El municipio de Andratx recibió durante las últimas 24 horas una tromba de agua y granizo llegando a sumar en algunos puntos 140 litros por metro cuadrado. El torrente que desemboca en el Port d´Andratx se desbordó por completo y a su paso dejo varias viviendas inundadas donde tuvieron que desalojar a varios vecinos. La carretera que une la localidad de s´Arracó con Sant Elm sufrió varios derrumbes a causa de la tromba de agua registrada y numerosos marges no aguantaron. Lo mismo pasó con la vía que une el Port d´Andratx con Camp de Mar al igual que en algunas urbanizaciones del núcleo costero, especialmente en Cala Llamp. También se registraron intervenciones por caída de rocas de grandes proporciones en la carretera que une Andratx con Estellencs así como la vía que une esta localidad con Esporles, informa Lorenzo Gutiérrez.
 En Puigpunyent, la situación también era complicada: viviendas inundadas, peligro de desbordamiento del torrente, árboles y marges caídos y mucho, mucho trabajo. Los tres policías locales del municipio han tenido que doblar turnos y trabajar hasta diecisiete horas ininterrumpidamente.
 Los bomberos de Mallorca, junto a efectivos de la dirección general de emergencias, se multiplicaron para evacuar a personas y retirar ramas y árboles caídos en la localidad de Valldemossa, muy afectada por las fuertes lluvias.
 Las clases de la escuela infantil y de la escoleta de Esporles han sido suspendidas para hoy debido a las deficiencias en la construcción que las abundantes precipitaciones han puesto de manifiesto. Los dos pabellones de deportes de la localidad se inundaron y hubieron de suspenderse las actividades previstas para ayer, informa Xisco Senyer.
 En Sóller, el torrent Major fluyó con mucho caudal, a escasos centímetros de desbordarse. A su paso por el Camp de sa Mar se produjeron los incidentes más destacados. También se tuvieron que cerrar los accesos al camí de sa Figuera, el de la Torrentera y el de Can Creueta por la crecida de los torrentes y el desprendimiento de bancales sobre la calzada, informa Joan Mora.
 El colegio público Mestre Colom de Bunyola resistió mal, a sus ochenta años de edad, los embates de este temporal. "No es sólo ahora, siempre pasa lo mismo", afirmaba una indignada Francina Jaume, directora del centro. Los maestros se esmeraron en la limpieza de las aulas inundadas y las clases no se suspendieron, informa Jaume Mateu.
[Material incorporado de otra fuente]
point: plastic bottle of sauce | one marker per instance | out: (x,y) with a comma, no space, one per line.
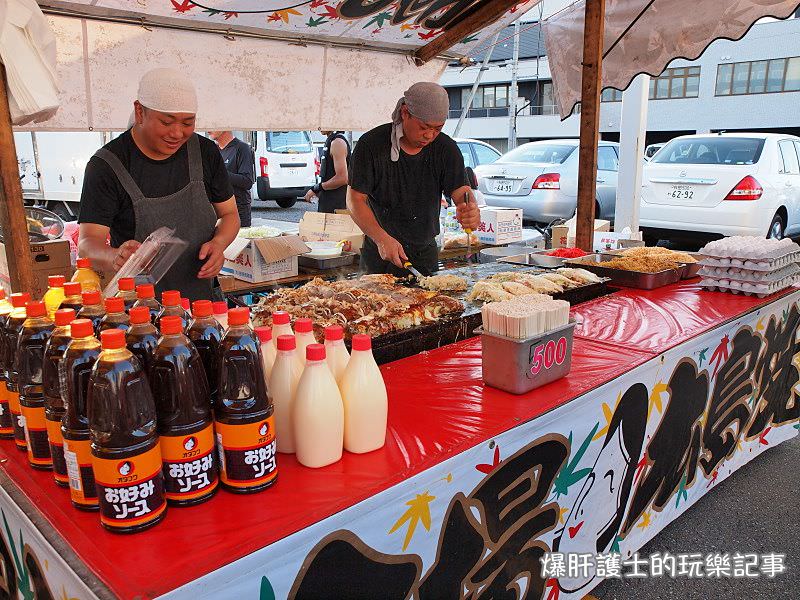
(243,415)
(75,369)
(13,326)
(92,309)
(84,275)
(127,291)
(205,332)
(51,386)
(318,414)
(54,295)
(171,307)
(6,426)
(142,336)
(73,298)
(336,351)
(221,313)
(185,424)
(126,457)
(32,341)
(365,401)
(283,382)
(268,350)
(146,296)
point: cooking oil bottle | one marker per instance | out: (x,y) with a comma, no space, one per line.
(33,338)
(126,457)
(75,370)
(244,420)
(185,424)
(51,387)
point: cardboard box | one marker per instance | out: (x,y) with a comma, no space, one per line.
(263,260)
(500,226)
(324,227)
(49,258)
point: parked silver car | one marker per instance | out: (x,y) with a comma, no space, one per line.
(541,178)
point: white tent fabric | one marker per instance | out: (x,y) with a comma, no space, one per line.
(644,36)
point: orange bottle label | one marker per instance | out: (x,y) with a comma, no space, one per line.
(130,490)
(56,441)
(247,453)
(190,470)
(78,456)
(36,436)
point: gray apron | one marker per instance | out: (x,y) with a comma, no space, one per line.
(188,211)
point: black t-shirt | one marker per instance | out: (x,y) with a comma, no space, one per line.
(105,202)
(406,195)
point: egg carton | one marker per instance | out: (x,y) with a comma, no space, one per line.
(748,275)
(752,265)
(760,290)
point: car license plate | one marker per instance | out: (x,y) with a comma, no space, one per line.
(681,192)
(502,186)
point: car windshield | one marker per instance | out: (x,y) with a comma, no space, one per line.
(711,151)
(552,154)
(288,142)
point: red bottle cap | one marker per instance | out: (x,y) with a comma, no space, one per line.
(145,290)
(362,343)
(82,328)
(265,334)
(91,298)
(280,317)
(72,288)
(171,298)
(314,351)
(112,339)
(239,316)
(19,300)
(303,326)
(334,333)
(115,305)
(35,309)
(170,325)
(64,316)
(202,308)
(139,315)
(285,342)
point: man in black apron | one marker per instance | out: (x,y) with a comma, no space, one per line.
(398,174)
(332,189)
(159,174)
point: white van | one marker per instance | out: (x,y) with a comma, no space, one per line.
(287,165)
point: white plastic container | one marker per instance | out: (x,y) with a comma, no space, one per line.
(318,413)
(365,400)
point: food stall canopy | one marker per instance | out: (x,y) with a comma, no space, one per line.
(644,36)
(261,64)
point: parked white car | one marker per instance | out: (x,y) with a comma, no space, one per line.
(287,165)
(701,187)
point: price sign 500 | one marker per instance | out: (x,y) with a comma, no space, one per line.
(544,356)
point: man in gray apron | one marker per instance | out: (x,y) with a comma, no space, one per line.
(158,174)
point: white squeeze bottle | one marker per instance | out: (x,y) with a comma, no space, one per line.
(268,350)
(281,325)
(283,382)
(364,397)
(318,414)
(338,357)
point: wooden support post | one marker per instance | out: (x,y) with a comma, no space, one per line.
(590,121)
(12,210)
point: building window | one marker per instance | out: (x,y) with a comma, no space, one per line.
(759,77)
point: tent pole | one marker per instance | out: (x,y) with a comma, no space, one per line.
(590,121)
(12,210)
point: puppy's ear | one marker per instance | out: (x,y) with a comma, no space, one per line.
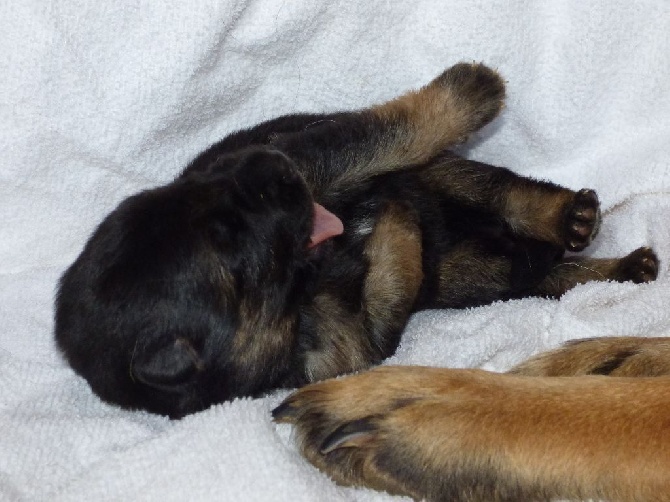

· Sa pobla.- Cortes en la carretera de s´Albufera por inundación del vial, cierre de la vía de Crestatx por desbordamiento del torrente de Sant Miquel y mucha preocupación por los cultivos de patata, informa Maria Antònia Crespí.

· Escorca.- El derrumbamiento de un tramo de hasta 30 metros en la carretera de Cala Tuent ha dejado aislados a cinco vecinos que se encuentran bien y con los que el ayuntamiento está en contacto para facilitar un rápido desalojo en caso de ser necesario.

· Marratxí.- En este municipio, el desbordamiento del torrente de Coanegra obligó a desalojar tres viviendas unifamiliares ubicadas en la zona, informa Miquel Bosch.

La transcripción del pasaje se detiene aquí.